Welcome aboard bbray!
Actually, a GFIC protected outlet or GFIC breaker is required by code if there is an outlet in the bathroom.
The GFIC outlet does not necessarily have to be in the bathroom but, the outlet must be GFIC protected.  Check the entire home (inside & outside) for a GFIC outlet and press the "test" button to see if it pops out.  Then press the "reset" button to see if it stays in.  Anything short of that would require further testing with a volt/ohm meter and some removal/inspection of the outlet(s) in question.
Post back if you still need help resolving this issue.


----------



## TxBuilder (Jun 23, 2010)

Well put kok328.


----------



## bbray1012 (Jun 23, 2010)

After further inspections, I still have found no GFIC outlets anywhere. My son's bedroom is on the same circuit as my bath and bedroom and he has power. I'm assuming then that there is an open circuit somewhere? I'm not sure how to troubleshoot this problem. I just bought the house a month ago, and it was built in 1954. Any thoughts would be greatly appreciated.


----------



## bbray1012 (Jun 23, 2010)

Hey I got it!!!  It was a broken wire in one of the bedroom outlets. Sparked like crazy when I checked it with a nite light!! Scared the pants off of me!!  Thanks for the help anyways!!


----------



## kok328 (Jun 23, 2010)

Glad you found the problem.
However, you may want to consider installing a GFIC outlet in the bathroom & kitchen; after you put your pants back on (LOL).
This is more for you and your family's protection rather than code requirements.


----------



## inspectorD (Jun 24, 2010)

I agree with KOK, it's about your families saftey for a few bucks. And while you do the kitchen and bath, I would also do any exterior outlets and the garage too. 
Isn't electricity fun. wakes ya right up.


----------



## bbray1012 (Jun 25, 2010)

My house does not have any grounded outlets.

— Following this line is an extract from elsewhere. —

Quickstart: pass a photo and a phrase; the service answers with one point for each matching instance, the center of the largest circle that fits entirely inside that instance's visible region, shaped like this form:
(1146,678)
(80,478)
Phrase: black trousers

I'm not sure, but you cannot install a GFIC outlet unless the wiring is grounded, correct?? Any thoughts, other than completely re-wiring the house??


----------



## inspectorD (Jun 26, 2010)

Not true, to keep it simple, a GFCI works because there is an imballance in the load path and return wire...nothing to do with having a ground.
It is there so you do not become the path.
But upgrading the wiring is the best idea, till then a gfci in anyplace that has water is a solid fix.


----------